Back to Pathway

Realtime monitoring of logs

examples/projects/realtime-log-monitoring/logstash-pathway-elastic/README.md

0.30.12.0 KB
Original Source

Realtime monitoring of logs

The purpose of this project is to do an end-to-end application with Pathway to monitors logs (such as nginx logs). It connects Filebeat/Logstash to Pathway (via Kafka) and send the alerts to ElasticSearch.

The project is organized in six docker containers:

  • Filebeat: this container contains the logs, and Filebeat is launch to monitors them and then the updates to Logstash.
  • Logstash: Logstash forwards the logs from Filebeat to Kafka.
  • Kafka and Zookeeper: these containers are working as a gateway between Filebeat and Pathway.
  • Pathway: the logs are received from Kafka, processed and send to ElasticSearch.
  • ElasticSearch: the alerts processed by Pathway are stored in this container.

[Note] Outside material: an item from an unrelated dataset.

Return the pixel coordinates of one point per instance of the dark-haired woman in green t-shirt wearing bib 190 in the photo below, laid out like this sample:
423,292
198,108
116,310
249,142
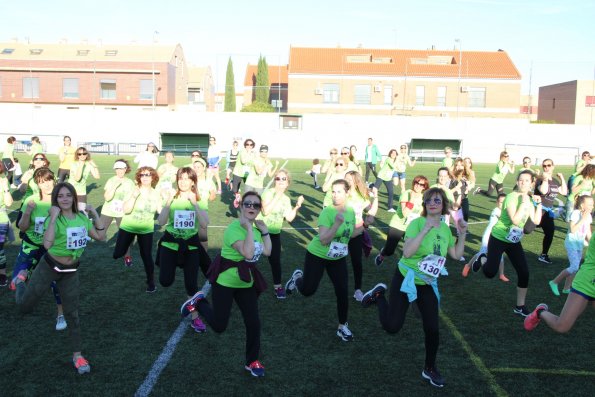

The logs are processed as follows (in ./pathway-src/alerts.py):

  1. The timestamps and messages (logs) are extracted from the JSON messages created by Filebeat.
  2. The timestamps are converted to real timestamps (instead of a ISO8601 format).
  3. We only keep the messages of the last X seconds (X=1s by default). Here the current time is the timestamp of the last log.
  4. If there are more than Y messages (Y=5 by default), we output alert=True.

To install the project, you only need to clone the repository.

How to launch the project:

  1. make in the root repo. It will start all the four containers
  2. make connect to connect to the Filebeat container.
  3. ./generate_input_stream.sh to launch the stream generation from the Filebeat container.

The updates should be received directly in ElasticSearch. To access the logs in ElasticSearch, you can do curl localhost:9200/alerts/_search?pretty. Note that ElasticSearch takes a few seconds before being available: you should wait ~15s before accessing it and generating the logs.

You can use make connect-pathway to connect to the pathway container. By adding a pw.io.csv.write(log_table, "./logs.csv") you can see the logs by typing cat logs.csv from the pathway container.

To stop, use make stop.